Desert bighorn sheep roam some of the most inhospitable land in canyon country. Their diet consists of the same spiny shrubs that scrape the shins of hikers. Once feared to be nearing extinction, the desert bighorn is making a tentative comeback in southeast Utah due to reintroduction efforts by the National Park Service. With one of the few remaining native herds, Canyonlands has been a vital source of animals for this program.
Accounts from early explorers tell us that more than two million desert bighorn once roamed the southwest. By the late 1800s however, bighorn sheep had disappeared or declined in many areas. Bighorn sheep are extremely vulnerable to diseases from livestock. Domestic sheep introduced pathogens like scabies (an ear mite) and anthrax (a bacterial disease), and herd after herd of wild sheep were decimated. Early explorers, settlers, and trophy hunters also killed bighorns. Increased competition with domesticated cattle and sheep for food didn’t help the situation. In 1975, Utah’s population numbered around 1,000 sheep.
When Canyonlands was established in 1964, there were approximately 100 bighorn sheep remaining in the park. To protect these animals, in the 1970s the park phased out grazing allotments within park boundaries. The Bureau of Land Management, whose lands border the park, limited grazing leases to cattle only, which lessened the risk of exposure to disease from domestic sheep – probably the most important step in preserving bighorn populations.
In the early 1980s, biologists began relocating sheep from the growing population in Canyonlands in order to establish new herds. Since sheep are poor dispersers, this is the only way to return them to their historic ranges. To accomplish this, park staff captured sheep in nets fired from helicopters, then staff assess the sheep's health and age and transport suitable animals to a relocation area.
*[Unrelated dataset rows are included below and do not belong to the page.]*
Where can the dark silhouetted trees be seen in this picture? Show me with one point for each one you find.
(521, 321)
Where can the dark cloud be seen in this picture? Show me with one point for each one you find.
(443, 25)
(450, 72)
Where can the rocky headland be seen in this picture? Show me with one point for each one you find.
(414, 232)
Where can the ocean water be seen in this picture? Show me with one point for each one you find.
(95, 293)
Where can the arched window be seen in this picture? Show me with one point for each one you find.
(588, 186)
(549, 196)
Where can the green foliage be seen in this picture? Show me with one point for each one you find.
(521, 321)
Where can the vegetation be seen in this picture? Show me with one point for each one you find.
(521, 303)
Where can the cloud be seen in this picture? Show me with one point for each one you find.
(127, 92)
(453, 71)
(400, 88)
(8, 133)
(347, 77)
Since the program began, sheep have been reestablished in Arches National Park, Capitol Reef National Park, and Glen Canyon National Recreation Area. Sheep relocated to the San Rafael Swell west of Canyonlands have created two herds totaling more than 600 animals. Today, the bighorn population in Utah is estimated at 3,000 animals. There are roughly 350 sheep in Canyonlands, with separate herds in each of the districts.
Though restoration efforts appear to be working, increased human activity and development continue to threaten the desert bighorn sheep. For the remaining herds to survive, intensive management and conservation measures may be necessary. The protection of undeveloped land and wilderness areas is key to the species’ survival. Canyonlands will continue to play a large role in this effort.